The FedEx Cup, with $10m going to the winner, was hailed at its launch as "the exciting new era in golf" and the big-money bunfight starts in earnest this week with the first of a series of four season-ending play-offs on the PGA Tour.

"Exciting" might be pushing the boat out a little. The format is so convoluted some players have been referring to it as the FedEx Thingy. How it works is certainly not widely understood. Phil Mickelson is one who has declared himself baffled, but it's new, let's give it a chance and it might produce some thrills.

The US PGA Championship, as the final major, tended to mark the climax of the season. The FedEx Cup is not going to upstage that, but what it is hoped to achieve is to provide a clear conclusion instead of meandering towards the end amid a mood of deepening apathy.

Of a total purse of $35m, the $10m, claimed to be the biggest prize in world sport, will not exactly come in the form of a big bag of jingling money that could be donated to charity, as KJ Choi said he would do if he wins.

Much more boringly it has been described as an annuity that will be placed in retirement accounts, and it might be 20 years before the winner, who will probably be Tiger Woods even though he has opted out of the first play-off, can get his hands on it.

Points have been collected on the PGA Tour all season, another layer of statistics to a sport laden with rankings, orders of merit and performance data, and naturally the world No.1 is a long way ahead of anyone else.

Woods, though, has more to do to win the big prize than you might think looking at his huge lead.
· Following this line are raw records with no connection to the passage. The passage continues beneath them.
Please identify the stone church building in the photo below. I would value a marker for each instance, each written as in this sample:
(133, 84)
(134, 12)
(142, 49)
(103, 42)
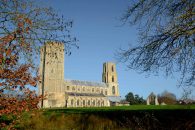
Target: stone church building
(74, 93)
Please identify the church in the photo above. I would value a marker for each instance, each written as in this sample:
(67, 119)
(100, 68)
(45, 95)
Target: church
(74, 93)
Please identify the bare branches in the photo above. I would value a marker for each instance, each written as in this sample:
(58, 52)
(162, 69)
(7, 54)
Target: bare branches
(167, 37)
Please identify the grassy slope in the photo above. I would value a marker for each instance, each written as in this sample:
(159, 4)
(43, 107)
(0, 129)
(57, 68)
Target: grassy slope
(113, 118)
(122, 108)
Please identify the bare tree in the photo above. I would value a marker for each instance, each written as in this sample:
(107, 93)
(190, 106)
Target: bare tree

He has 30,574 points compared to second-placed Vijay Singh's 19,129 and the mischievous part of this system is that the points will be reset for the play-offs so that he has a lead of only 1000. The absent Woods will start with 100,000 points and Singh 99,000. It reduces to 84,700 for the player who is 144th, and more points will be earned based on finishes in the play-off events so that, in theory, the player currently places 144th can still finish on top.
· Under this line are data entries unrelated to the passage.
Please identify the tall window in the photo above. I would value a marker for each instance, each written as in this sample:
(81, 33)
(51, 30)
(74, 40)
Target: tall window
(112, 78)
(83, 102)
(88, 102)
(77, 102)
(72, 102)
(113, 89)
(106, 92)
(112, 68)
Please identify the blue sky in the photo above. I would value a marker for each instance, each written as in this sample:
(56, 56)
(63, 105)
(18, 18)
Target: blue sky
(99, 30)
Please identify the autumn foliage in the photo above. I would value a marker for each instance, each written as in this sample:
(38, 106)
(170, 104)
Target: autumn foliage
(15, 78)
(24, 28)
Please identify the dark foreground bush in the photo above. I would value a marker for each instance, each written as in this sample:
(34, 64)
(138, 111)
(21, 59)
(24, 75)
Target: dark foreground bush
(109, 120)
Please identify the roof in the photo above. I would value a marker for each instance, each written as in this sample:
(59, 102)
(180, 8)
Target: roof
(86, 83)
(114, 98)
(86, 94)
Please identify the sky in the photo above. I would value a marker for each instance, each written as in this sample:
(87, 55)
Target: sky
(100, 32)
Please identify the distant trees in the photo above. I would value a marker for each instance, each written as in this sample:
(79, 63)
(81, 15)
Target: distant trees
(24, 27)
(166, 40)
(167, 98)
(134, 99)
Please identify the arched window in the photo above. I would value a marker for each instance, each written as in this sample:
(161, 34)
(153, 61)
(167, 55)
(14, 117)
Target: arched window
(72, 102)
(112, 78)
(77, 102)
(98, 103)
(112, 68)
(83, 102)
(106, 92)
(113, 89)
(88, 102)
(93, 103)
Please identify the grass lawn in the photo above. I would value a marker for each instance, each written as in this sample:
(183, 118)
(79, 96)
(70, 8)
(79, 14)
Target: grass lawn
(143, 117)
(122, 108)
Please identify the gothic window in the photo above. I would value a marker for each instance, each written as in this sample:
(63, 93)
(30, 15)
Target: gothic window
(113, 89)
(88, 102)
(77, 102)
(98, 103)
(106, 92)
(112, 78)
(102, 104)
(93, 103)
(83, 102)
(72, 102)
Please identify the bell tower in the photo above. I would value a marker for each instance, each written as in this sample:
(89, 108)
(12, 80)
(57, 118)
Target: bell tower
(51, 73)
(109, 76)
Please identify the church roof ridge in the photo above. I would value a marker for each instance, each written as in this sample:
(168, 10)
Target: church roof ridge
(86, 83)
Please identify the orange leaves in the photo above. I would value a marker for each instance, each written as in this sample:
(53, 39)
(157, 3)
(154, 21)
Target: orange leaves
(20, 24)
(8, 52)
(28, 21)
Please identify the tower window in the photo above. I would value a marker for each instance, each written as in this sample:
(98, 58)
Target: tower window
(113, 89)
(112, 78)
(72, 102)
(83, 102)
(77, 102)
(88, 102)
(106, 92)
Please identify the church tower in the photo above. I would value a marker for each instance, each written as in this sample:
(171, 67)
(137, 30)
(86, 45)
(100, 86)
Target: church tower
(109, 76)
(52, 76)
All 144 will have the chance to contest this week's Barclays Championship, and the bottom 24 will be eliminated. The field of 120 for the Deutsche Bank Championship next week will reduce to 70 for the BMW Championship the following week, and finally 30 for the Tour Championship at East Lake, Georgia, on September 13 to 16, after which the player with the most points will be handed the dough.

That could make for an untidy conclusion, as the winner of the Tour Championship will not necessarily win the FedEx Cup as well. Indeed, the winner of the FedEx Cup could be determined before the Tour Championship even starts.

There are two main reasons for its introduction. First, it is to create the kind of shorter, sharper season that Woods and Mickelson, who drive the TV ratings, have been seeking. Woods is wanting it to be shorter still and it will be interesting to see if he can finish on top, despite playing in only three of the four events.

Secondly, the series is to end the PGA Tour with a bang before golf vanishes in US consciousness as the American football season gets under way.

The effect of the restructuring has been felt on this side of the Atlantic, with many tournaments short of top players who have been lured to the ever more lucrative PGA Tour.

Europeans, accordingly, are making their presence felt with Sergio Garcia (12th), Padraig Harrington (20th), Justin Rose (21st), Luke Donald (22nd) and Henrik Stenson (31st) all at the top end of the points standings.

After the play-offs, there will be lesser PGA Tour events at which the lower orders can fight out who retains their Tour cards and at that point, with no significant competition from the US, the focus will return to the European Tour, which will be lifted by the returns of Harrington & Co.

The British Masters that has recently heralded the start of British involvement on the Tour in May has been shifted to September 20 to 23, the week after the Tour Championship, to mark the start of a strong tail-end of the season.

The Seve Trophy, Dunhill Links Championship and HSBC World Matchplay Championship will follow in a rousing conclusion to the European Tour, leading up to the Volvo Masters in Spain.